出会いは銀座のスナック

先月の名古屋場所中日の前日、田中彌壽雄先生が逝去されました。
新聞各紙のおくやみ欄に掲載されていたので、目にされた方も多いと思いますが、
24日にお通夜、25日に告別式が東京駿河台のニコライ堂で行われ、
夫も名古屋からお通夜に参列しました。

お父さまの繁吉画伯の画集出版を祝う会が開かれたのが昨年9月。
とてもお元気そうだったので、突然の訃報にはショックを受けました。
84歳。
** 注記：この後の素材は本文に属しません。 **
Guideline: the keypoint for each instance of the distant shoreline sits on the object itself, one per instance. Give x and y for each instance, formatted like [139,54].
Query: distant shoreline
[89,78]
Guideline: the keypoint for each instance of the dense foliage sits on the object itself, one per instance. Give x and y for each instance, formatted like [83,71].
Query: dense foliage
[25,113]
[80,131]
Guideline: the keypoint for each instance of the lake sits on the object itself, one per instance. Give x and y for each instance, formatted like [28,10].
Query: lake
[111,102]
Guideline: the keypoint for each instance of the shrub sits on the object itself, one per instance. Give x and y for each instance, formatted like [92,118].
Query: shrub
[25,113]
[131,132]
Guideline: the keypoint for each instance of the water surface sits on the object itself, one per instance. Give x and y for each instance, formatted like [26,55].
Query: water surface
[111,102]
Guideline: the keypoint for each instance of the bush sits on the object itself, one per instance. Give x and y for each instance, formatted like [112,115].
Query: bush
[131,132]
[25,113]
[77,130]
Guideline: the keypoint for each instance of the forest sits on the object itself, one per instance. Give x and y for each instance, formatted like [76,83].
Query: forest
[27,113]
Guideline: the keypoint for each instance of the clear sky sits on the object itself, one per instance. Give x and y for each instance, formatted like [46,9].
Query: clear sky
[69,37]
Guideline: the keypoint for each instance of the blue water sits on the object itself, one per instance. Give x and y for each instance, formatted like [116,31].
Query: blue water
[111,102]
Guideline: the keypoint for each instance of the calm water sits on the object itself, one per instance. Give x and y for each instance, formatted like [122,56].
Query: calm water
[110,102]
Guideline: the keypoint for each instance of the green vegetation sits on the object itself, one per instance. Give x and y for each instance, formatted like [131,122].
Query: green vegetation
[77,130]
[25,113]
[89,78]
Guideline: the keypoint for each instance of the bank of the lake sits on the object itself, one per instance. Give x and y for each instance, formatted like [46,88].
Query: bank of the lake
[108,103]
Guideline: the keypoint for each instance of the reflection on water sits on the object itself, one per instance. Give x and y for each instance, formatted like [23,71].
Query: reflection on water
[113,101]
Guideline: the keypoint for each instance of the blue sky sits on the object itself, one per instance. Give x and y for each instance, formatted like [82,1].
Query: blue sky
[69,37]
肺がんだったそうです。
 
あのとき、夫がご披露した“画集出版を祝う甚句”をたいそう喜んでくださり、
目頭を押さえていらしたことが思い出されます。
いま思えば、甚句をつくる機会をいただけて本当によかった。そう強く感じます。

田中先生は、東京タワー、名古屋テレビ塔通天閣などの設計に携わった、
建築構造学がご専門の早稲田大学名誉教授でした。

長きにわたる大相撲ファンでもあり、1995年には『玉錦双葉山とその時代』
という500頁近い大作を上梓されています。

田中先生と夫を結びつけてくれたのが、このご本でした。
銀座のあるスナックで先生とたまたまいっしょになり、
先生に「お相撲さん、これ差し上げます」と声をかけられ、ご著書をいただいたのだそう。
これをきっかけとして、20年近くにわたる交流が始まったのでした。

田中先生のご冥福を心からお祈りします。